January, cuts, cold fronts and our arrival in George Town
Three weeks of sunshine and low winds ended with the New Year and 2018 brought unstable weather to the Exumas. The tail of the low that battered the US East coast with freezing temperatures brought us higher winds and rain.
We started the Exuma shuffle, waiting for a weather window to go to Georgetown on Great Exuma. The shuffle meant sidestepping waves and wind to find a protective anchorage and occasionally returning to Staniel Cay to provision. The 30 mile sail south in the open ocean required a day or two of calmer weather that would lay the seas down and allow us to enter from the banks into the ocean.
Each area of the world has its own particular sailing challenges, which is one reason why cruising can be both ‘hair-raising’ and exciting at the same time. For the Bahamian Exuma Islands, this challenge is navigating the ‘cuts’. The Exumas lie in a line between thousands of square miles of shallow banks and the deep ocean of the Exuma sound. Cuts are the narrow openings between these islands, where millions of gallons of seawater crowd to pour in and out the banks with every tide cycle. This not only generates huge currents, but if the wind should blow even mildly against the current then steep, rough and dangerous seas can build up. In transiting them, timing the tides with a close eye on the wind is critical.
After waiting a week for better weather to make an ocean passage, we became impatient and decided transiting a cut in less than perfect conditions was called for (note to self: patience is an important virtue in sailing). We finally had a forecast with calmer winds the next day, and we were ready to go. The night before leaving, we had another long night of howling winds and squalls that were actually still howling so hard in the morning, we couldn’t get safely out of the cove we were in at first light and had to turn back and anchor again until things settled done.
Steadfastly ignoring this warning that things may not go so well, we made for the cut. The wind was down, the tide near slack and the sea looked calm, so how bad could it be? Another joy of sailing is that one never stops learning. While it is technically correct you want to enter a cut at slack tide with no wind, this does not account for the fact that roaring winds for days before these ‘ideal conditions’ occur make them well, shall we say, ‘less ideal’.
A washing machine (yes, water included but not soap) is what if felt like once we hit the cut. The waves were so big and steep the world felt like it was spinning as we bucked and bobbed and rolled on our sides. Water poured over the coaming into the cockpit and we had trouble standing upright. Cabinets down below flew open and emptied and books danced across the cabin floor. Our grand daughter howled (rightly so), our daughter felt queasy and our son- in- law looked at us like whatever trust he had was quickly evaporating. The whole scene didn’t improve much once we were through the cut and its effects, so we soon decided we actually weren’t in that much of a hurry, and turned around.
The return through the cut was far milder as we were going with the waves, and we were soon back in flat water and anchored in Rudder Cay Pond. It was exciting, and because perhaps it was a bit traumatic to some, we just refer to the whole thing now as ‘the Event’.

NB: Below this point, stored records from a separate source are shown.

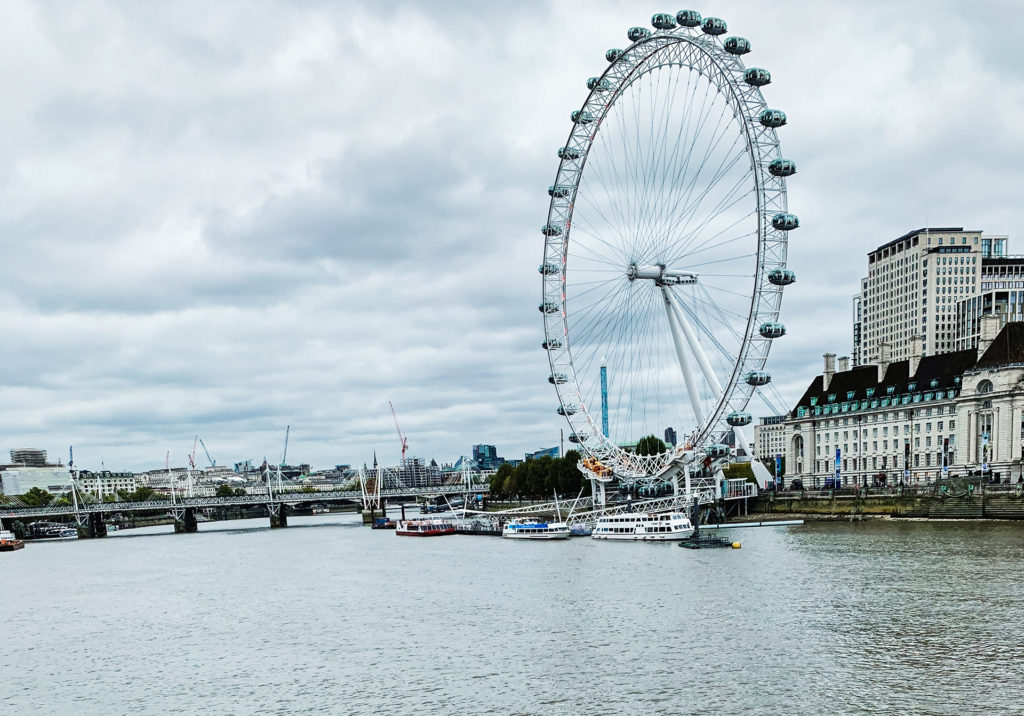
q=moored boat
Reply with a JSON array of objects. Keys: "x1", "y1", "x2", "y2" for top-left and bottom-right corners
[
  {"x1": 371, "y1": 517, "x2": 396, "y2": 529},
  {"x1": 395, "y1": 519, "x2": 456, "y2": 536},
  {"x1": 501, "y1": 518, "x2": 571, "y2": 540},
  {"x1": 0, "y1": 529, "x2": 25, "y2": 552},
  {"x1": 591, "y1": 512, "x2": 694, "y2": 541}
]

January 11 the winds finally calmed down for a couple of days and we weighed anchor at dawn from Black Point and exited the banks through Dotham Cut. As you can imagine our anticipation was high after our last “event”, but the tide was slack and the winds light and we slipped through easily. The passage was uneventful in calm seas and we arrived in Elizabeth Harbor in Georgetown seven hours later without any incidents.
Arriving in Georgetown was exciting and something we had looked forward to since we were here 15 years ago. The memories came flooding back as we motored by Monument beach, Hamburger beach and Volleyball beach before anchoring outside Sand Dollar beach.
There are 165 boats anchored in Georgetown right now. Some return every year to spend the winter, some leave their boats in one of the Hurricane holes, and some like us, are passing through on their way south. There are daily volleyball games on the beach, water aerobics, ladies lunches, kids snorkeling trips and so on, all organized by cruisers. It is a wonderful community of sailors from all over the world sharing knowledge, skills and good times.
Georgetown is where Mika, Eric and Axelia will leave us in ten days to go back to Sweden and we can feel the upcoming shift of their too quickly approaching departure. The past month has been a rare gift for all of us. To be able to spend seven weeks on a sailboat with your family is what I call quality time.